Cette exposition rassemble (à l’exception de Petit Gâteau) uniquement des créations où le textile, dans toutes ses formes, occupe une place principale. Est-ce un choix pour cette exposition en particulier ou cela reflète-t-il une évolution dans votre travail ?
Cela reflète le travail que j’ai développé au cours des 16 dernières années en commençant avec la pièce Pantelmina #1 en 2001. Je suis, de manière continue, largement inspirée par la vie dans ce qu’elle a de plus quotidien et par sa dimension domestique/privé. Dans la vie domestique, les textiles apparaissent en plusieurs couches : on s’habille avec, on s’assied dessus, on les place sur les tables, devant les fenêtres, on dort dessus et ainsi de suite. Le crochet, par exemple, appartient à notre mémoire collective en rappelant les maisons de nos grand-mères. Presque naturellement, on a tendance à rattacher le crochet à notre propre culture, alors qu’en fait, on en fait partout dans le monde, c’est donc une technique très globalisée. Alors que dans la plupart des pays européens, cette technique s’est perdue depuis longtemps, les femmes portugaises ont continué à faire du crochet, la pratique ayant été préservée par une dictature particulièrement fermée durant cinq décénies. De plus, le crochet a toujours été confiné dans la maison familiale, les femmes, qui n’avaient pas encore conquis leur place sur le marché du travail, ont transmis cette tradition à leurs filles et c’est ainsi qu’on trouve toujours autant de crochet au Portugal aujourd’hui, même si c’est plus ou moins caché maintenant. Ça m’intéresse de travailler et d’explorer le crochet dans une dimension paradoxale d’enfermement/protection des objets qu’il recouvre en créant cette ambiguïté ouverte à de nombreuses d’interprétations.
Quel est votre lien avec la couleur, que représente-t-elle pour vous ?
La couleur est lumière, c’est la vie. C’est comme ça que nous percevons le monde. Le rouge ou le bleu que voit une personne est rarement le même rouge ou bleu que voit une autre. La couleur est aussi une donnée très culturelle. Par exemple, en préparant ma Valkyrie pour le ARoS Aarhus Kunstmuseum au Danemark, j’ai été particulièrement attentive au choix des couleurs, parce que je ressentais le besoin d’adapter ma propre histoire culturelle à celle des pays nordiques. J’aime apprendre et élargir mes idées et être plus ouverte à différentes réalités. Je vis dans un pays où il est difficile de regarder les couleurs vives, en raison de la lumière naturelle, et j’ai compris que les couleurs vives apparaissent différemment au Danemark où la lumière est moins intense.

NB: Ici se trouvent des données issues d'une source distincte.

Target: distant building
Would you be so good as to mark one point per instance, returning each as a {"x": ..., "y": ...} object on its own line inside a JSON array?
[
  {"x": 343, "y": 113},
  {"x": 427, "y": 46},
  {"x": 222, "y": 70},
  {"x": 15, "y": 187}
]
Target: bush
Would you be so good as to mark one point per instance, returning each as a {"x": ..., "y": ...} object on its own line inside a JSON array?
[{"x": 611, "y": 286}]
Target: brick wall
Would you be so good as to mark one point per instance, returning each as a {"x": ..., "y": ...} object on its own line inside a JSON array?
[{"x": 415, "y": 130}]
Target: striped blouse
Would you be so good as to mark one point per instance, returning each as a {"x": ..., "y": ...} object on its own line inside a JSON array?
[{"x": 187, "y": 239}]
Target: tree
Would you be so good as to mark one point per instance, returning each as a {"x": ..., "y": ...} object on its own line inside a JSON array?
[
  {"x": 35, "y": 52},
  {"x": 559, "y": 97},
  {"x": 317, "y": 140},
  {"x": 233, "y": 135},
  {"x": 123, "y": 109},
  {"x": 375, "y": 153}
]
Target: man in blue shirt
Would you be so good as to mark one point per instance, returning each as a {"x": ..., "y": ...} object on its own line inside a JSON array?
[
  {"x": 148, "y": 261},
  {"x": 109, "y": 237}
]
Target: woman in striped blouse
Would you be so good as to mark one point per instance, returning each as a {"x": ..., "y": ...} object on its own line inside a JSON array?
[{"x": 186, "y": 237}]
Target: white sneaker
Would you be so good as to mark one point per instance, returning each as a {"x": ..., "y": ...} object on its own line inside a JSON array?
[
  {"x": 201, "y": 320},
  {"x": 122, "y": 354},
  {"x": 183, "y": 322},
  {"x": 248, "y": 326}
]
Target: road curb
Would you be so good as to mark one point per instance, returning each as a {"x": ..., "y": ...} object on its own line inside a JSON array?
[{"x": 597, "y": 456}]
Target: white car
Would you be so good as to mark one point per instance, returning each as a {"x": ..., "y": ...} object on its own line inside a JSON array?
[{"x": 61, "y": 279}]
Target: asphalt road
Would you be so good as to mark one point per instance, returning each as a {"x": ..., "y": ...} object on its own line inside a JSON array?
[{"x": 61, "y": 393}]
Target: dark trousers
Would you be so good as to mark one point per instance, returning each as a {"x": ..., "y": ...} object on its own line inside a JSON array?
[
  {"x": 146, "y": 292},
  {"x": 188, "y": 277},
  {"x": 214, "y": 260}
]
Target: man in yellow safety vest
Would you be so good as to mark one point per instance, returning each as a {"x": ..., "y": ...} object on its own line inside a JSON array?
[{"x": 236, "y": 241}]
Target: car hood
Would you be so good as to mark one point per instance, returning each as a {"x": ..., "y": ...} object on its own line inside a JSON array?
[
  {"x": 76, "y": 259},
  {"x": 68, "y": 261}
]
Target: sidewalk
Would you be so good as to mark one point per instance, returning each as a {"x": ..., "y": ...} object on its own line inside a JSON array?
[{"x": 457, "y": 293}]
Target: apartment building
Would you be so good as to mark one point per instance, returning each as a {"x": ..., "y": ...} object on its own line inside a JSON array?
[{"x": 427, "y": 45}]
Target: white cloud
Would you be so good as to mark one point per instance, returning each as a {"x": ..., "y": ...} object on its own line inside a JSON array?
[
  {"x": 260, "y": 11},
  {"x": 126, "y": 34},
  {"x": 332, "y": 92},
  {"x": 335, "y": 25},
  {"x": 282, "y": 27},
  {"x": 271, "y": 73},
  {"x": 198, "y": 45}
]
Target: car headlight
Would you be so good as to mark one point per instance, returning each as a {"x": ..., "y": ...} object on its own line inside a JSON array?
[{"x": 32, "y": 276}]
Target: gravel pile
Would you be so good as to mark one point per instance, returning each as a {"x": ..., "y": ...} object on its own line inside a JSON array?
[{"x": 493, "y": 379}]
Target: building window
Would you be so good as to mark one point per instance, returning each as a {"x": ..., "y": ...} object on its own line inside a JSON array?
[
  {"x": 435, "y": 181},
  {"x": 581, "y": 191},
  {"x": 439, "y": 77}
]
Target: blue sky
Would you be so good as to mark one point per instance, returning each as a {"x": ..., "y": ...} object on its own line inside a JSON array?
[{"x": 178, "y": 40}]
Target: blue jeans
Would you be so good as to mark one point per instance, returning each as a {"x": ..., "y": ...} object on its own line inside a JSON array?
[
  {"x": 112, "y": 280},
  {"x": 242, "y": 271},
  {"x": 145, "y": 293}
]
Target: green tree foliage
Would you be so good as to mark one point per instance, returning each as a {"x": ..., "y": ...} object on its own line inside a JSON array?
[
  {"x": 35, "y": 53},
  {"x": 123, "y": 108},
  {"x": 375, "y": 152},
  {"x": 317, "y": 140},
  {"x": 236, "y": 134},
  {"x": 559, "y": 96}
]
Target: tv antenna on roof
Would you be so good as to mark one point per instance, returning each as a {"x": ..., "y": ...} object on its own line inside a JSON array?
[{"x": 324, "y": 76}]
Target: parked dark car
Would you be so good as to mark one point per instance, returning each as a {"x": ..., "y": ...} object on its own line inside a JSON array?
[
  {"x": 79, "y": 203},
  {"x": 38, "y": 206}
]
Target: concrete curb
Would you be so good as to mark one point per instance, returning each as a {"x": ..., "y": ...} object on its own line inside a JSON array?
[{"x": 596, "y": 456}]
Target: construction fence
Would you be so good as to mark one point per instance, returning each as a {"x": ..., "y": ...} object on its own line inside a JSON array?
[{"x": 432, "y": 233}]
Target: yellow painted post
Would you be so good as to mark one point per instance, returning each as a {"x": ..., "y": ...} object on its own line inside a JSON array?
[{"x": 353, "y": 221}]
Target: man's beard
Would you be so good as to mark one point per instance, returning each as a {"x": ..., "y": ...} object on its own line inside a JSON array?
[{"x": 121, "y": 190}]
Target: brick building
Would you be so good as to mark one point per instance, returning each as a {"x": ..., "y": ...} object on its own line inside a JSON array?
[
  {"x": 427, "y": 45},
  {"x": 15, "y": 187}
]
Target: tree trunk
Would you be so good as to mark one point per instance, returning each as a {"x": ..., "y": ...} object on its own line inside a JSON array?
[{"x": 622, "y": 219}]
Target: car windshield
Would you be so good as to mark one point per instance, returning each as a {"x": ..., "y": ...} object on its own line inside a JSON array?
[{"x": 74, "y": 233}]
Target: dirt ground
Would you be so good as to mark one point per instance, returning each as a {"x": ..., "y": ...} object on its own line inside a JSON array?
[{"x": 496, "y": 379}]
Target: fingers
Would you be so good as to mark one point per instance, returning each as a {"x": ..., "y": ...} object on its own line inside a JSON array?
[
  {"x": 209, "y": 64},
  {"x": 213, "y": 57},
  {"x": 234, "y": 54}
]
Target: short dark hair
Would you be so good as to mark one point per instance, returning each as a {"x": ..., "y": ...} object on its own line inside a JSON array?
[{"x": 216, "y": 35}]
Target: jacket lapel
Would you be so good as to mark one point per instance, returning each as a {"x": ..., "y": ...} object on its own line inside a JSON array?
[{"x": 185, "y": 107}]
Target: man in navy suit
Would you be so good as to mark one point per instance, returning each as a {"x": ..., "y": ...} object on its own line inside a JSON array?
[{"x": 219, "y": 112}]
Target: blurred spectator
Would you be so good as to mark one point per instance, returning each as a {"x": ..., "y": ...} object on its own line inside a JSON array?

Votre travail peut être perçu comme décoratif, baroque et joyeux, êtes vous à l’aise avec ça ?
La beauté fait partie de la vie. Toutes mes œuvres ne sont pas caractérisées par la beauté, mais la plupart le sont, je l’espère. La beauté est une forme positive de communication. Nous comprenons tous la beauté c’est un langage commun sur lequel tout le monde peut s’accorder, peu importe l’âge, la religion ou la géographie.
Les pièces les plus grandes jouent sur des accumulations parfois hétérogènes, travaillez-vous avec ces différentes couleurs et matières comme un peintre avec sa palette ?
Je réunis différents matériaux et différentes techniques pour provoquer des points de lumière et de profondeur et pour créer des textures et des motifs qui amènent une dimension interactive à la pièce et invitent le public à en faire l’expérience depuis des points de vue et des distances différents.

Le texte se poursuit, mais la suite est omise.